Last fall, the University's Women*s Center commissioned an art installation to adorn the popular Frist A Level dining area. On Sept. 27, during a Women*s Center event commemorating the 50th anniversary of the University’s first class of women, the design was debuted to the public. 

Integrated into the architecture of Frist's A Level, the installation juxtaposes modern supergraphics with archival photos to comment on the history and future of women at the University. It works to highlight historic alumnae and female faculty and includes a timeline of notable dates for women's rights on campus.

The exhibit highlights notable alumnae and University faculty, such as Michelle Obama ’85, Elena Kagan ’81, the University’s first female president, Shirley Tilghman, and the first African-American female undergraduate student, Vera Marcus ’72.

The design is a product of Brooklyn-based design firm Isometric Studio, founded by two alumni, Andy Chen ’09 and Waqas Jawaid ’10. Chen and Jawaid spent six months developing the piece into its current form.

According to Chen, the design process relied heavily on consultations with students and faculty to discern their experiences surrounding feminism and gender identity. Isometric Studio worked with Women*s Center Director Amada Sandoval and Program Coordinator Anna Phung to compile the final list of photos from the Mudd Library. 

According to Phung, within the context of the 50th anniversary of the first class of women at the University, the installation should invite a focused gaze on the future of women on campus.
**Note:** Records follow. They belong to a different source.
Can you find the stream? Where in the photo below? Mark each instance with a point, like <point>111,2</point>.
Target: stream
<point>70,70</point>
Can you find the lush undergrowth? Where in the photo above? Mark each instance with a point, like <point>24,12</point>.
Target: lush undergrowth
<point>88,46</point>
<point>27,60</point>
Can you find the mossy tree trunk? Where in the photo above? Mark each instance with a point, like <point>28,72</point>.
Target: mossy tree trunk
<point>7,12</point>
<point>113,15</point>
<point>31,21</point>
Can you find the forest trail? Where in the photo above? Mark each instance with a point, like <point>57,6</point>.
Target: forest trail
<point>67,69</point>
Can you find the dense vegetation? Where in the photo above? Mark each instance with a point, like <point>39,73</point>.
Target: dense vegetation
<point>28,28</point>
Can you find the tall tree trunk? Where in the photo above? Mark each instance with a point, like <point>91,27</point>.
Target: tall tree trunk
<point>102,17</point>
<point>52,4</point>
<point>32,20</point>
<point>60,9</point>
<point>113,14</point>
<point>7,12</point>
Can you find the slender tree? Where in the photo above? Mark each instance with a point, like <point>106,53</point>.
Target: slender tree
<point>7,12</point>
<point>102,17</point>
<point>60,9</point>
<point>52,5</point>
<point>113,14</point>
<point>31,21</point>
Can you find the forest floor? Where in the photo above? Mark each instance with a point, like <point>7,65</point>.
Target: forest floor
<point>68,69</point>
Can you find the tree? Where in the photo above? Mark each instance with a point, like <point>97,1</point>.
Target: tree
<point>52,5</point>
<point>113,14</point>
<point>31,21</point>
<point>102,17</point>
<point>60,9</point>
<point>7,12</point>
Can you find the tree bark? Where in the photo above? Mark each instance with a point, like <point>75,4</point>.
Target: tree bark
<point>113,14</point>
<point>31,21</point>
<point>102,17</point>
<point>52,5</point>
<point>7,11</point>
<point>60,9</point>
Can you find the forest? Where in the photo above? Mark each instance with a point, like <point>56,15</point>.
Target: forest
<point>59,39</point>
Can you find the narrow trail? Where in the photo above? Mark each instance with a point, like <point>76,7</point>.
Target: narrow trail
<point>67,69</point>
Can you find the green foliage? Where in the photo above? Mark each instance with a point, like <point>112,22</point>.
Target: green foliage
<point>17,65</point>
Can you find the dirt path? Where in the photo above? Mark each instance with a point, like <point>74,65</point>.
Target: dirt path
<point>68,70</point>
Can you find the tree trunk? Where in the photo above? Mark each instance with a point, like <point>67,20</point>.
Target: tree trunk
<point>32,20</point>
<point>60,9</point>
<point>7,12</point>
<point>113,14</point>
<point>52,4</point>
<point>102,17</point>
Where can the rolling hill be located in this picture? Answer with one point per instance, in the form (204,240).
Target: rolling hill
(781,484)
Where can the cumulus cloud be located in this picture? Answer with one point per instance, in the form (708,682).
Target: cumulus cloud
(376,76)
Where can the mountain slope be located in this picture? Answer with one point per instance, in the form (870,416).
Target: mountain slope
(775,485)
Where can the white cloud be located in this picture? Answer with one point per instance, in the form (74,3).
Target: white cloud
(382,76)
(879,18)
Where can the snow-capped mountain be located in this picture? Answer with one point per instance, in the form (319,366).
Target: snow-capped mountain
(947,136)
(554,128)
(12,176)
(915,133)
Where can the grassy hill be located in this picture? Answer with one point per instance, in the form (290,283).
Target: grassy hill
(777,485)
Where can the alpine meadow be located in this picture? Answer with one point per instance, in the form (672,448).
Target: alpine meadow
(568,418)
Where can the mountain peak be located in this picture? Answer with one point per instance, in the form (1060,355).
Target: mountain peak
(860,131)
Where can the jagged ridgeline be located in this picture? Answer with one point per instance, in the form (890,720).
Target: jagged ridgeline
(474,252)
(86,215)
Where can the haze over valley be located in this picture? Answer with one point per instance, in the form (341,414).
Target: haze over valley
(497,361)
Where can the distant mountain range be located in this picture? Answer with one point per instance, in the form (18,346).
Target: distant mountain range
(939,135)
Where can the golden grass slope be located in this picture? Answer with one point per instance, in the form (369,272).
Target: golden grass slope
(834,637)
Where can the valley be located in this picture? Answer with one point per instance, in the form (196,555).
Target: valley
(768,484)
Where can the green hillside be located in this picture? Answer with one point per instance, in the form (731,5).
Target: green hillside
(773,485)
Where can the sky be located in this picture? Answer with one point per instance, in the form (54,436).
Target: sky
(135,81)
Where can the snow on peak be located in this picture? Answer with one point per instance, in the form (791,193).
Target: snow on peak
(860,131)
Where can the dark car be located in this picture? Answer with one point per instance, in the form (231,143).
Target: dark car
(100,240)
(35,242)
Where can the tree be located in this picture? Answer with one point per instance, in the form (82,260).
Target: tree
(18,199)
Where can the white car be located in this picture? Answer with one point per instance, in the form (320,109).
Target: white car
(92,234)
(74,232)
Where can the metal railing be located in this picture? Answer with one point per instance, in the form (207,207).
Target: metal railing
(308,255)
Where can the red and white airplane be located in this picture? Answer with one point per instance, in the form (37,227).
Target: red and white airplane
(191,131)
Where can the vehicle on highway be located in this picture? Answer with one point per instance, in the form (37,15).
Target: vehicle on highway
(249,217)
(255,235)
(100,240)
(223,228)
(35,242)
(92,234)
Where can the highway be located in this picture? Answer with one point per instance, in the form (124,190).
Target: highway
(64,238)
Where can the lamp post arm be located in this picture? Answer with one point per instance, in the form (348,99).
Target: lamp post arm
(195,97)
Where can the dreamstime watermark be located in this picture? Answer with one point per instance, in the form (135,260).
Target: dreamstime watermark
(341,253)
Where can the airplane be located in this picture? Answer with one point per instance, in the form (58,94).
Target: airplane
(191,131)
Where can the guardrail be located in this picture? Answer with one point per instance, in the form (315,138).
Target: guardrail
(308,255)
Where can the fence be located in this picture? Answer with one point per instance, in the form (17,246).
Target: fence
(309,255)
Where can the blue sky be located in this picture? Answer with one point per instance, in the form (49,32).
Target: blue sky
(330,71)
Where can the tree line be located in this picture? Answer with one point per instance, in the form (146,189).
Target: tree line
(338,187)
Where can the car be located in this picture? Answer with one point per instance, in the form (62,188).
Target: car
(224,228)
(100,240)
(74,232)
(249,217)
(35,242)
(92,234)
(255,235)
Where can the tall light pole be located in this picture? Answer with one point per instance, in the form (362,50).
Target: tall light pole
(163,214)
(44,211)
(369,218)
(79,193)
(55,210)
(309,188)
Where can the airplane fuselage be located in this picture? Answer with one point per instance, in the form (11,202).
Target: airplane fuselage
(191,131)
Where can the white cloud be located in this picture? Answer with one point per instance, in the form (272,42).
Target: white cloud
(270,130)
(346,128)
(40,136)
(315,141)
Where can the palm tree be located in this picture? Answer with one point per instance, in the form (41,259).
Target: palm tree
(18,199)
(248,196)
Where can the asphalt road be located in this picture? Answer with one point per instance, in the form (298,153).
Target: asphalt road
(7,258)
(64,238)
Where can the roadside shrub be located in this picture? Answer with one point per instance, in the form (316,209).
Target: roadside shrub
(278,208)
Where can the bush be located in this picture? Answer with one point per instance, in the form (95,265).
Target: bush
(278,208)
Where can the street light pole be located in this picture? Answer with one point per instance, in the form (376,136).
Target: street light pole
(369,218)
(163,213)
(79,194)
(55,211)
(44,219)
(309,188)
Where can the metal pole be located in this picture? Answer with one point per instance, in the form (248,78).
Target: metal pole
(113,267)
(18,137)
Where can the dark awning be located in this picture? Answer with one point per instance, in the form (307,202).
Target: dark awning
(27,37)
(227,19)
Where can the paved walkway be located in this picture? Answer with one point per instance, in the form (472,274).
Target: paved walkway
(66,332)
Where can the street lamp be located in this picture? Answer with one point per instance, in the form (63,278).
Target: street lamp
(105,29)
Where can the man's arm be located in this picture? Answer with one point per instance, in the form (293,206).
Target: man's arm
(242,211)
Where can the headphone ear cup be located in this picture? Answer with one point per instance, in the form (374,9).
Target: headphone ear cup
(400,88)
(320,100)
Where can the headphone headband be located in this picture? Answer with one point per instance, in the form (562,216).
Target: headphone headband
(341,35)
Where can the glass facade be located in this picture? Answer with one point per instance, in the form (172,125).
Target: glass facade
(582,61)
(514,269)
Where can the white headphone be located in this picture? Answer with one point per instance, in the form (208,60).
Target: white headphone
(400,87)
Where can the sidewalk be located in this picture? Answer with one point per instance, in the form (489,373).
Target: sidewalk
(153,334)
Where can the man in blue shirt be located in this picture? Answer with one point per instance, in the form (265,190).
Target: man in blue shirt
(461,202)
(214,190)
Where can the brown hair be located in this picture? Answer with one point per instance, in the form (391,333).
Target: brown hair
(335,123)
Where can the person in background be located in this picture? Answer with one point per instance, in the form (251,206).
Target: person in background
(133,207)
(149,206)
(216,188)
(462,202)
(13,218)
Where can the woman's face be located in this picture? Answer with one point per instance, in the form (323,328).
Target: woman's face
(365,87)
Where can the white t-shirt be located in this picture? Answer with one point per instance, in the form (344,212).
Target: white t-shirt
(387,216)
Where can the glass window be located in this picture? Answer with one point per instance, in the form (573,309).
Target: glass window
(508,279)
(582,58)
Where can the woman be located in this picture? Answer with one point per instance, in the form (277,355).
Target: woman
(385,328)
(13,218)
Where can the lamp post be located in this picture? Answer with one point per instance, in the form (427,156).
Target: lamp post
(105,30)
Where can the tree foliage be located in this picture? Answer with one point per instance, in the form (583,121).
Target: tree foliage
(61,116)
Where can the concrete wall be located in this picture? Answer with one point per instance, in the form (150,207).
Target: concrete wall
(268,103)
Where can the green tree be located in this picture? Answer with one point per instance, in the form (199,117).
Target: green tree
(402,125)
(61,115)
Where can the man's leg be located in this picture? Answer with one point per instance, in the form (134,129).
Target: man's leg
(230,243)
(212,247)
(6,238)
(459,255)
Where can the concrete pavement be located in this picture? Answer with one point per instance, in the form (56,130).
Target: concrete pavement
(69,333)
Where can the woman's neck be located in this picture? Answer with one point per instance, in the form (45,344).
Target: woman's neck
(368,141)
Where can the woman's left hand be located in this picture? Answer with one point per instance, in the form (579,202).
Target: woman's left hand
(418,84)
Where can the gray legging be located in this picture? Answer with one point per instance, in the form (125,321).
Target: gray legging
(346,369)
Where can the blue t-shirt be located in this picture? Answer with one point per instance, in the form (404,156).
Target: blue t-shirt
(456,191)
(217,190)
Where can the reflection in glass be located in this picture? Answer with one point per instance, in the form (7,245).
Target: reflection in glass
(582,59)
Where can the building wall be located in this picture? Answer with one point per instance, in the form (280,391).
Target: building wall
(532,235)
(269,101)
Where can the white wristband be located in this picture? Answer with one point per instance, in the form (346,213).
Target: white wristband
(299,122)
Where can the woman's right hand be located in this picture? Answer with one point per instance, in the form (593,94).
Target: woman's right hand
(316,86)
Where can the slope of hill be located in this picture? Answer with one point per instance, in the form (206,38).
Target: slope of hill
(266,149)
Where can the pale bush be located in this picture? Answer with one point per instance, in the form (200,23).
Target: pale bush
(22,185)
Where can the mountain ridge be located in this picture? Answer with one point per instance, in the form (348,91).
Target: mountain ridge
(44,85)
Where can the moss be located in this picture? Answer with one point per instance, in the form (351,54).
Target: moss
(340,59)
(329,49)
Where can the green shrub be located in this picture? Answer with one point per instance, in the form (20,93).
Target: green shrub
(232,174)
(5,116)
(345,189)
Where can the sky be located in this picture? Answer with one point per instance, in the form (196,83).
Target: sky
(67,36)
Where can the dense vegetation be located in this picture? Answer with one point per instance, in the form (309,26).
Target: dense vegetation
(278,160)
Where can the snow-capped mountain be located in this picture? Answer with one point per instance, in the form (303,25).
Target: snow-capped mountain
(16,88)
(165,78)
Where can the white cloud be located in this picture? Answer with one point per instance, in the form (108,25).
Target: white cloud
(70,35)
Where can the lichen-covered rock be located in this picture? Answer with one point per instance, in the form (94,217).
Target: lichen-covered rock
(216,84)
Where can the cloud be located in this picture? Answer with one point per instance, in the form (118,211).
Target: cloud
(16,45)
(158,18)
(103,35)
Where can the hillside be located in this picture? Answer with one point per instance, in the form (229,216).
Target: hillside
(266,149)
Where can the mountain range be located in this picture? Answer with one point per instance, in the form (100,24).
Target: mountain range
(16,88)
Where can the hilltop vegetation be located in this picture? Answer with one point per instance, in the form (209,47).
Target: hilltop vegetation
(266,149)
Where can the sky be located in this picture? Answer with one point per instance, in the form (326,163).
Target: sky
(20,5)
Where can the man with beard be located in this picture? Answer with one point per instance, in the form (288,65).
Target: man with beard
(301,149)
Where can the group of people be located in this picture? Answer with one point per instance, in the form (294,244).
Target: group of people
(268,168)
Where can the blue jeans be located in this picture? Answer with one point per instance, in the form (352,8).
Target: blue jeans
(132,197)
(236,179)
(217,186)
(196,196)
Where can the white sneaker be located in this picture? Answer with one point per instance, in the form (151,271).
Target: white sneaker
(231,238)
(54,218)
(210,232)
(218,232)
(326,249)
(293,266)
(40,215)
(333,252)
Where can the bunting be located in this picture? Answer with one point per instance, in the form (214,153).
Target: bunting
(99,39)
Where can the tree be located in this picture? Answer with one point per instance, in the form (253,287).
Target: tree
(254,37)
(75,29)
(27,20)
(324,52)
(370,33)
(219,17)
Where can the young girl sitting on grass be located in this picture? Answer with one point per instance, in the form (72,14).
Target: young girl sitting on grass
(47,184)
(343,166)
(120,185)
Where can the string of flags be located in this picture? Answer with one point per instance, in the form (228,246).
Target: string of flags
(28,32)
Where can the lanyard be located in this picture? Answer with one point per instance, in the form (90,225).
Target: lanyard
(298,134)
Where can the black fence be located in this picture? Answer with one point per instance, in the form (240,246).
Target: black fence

“It is important to think about how we celebrate and honor all of the women who have made an impact, but also think about what this piece means for the next fifty years,” they said. “How do we continue to push, and really open up the definitions of feminism, womanhood, and gender in general?”

The designers said they wanted to emphasize the importance of diversity in their creation.

“We wanted to celebrate 50 years of undergraduate women at Princeton — both to acknowledge the struggle for specific kinds of equity and to gesture towards ways in which the contributions of women and gender non-binary people have made a significant and often unrecognized impact on Princeton’s history and identity,” Chen said.

The installation will have a closing ceremony hosted by the Women*s Center next semester.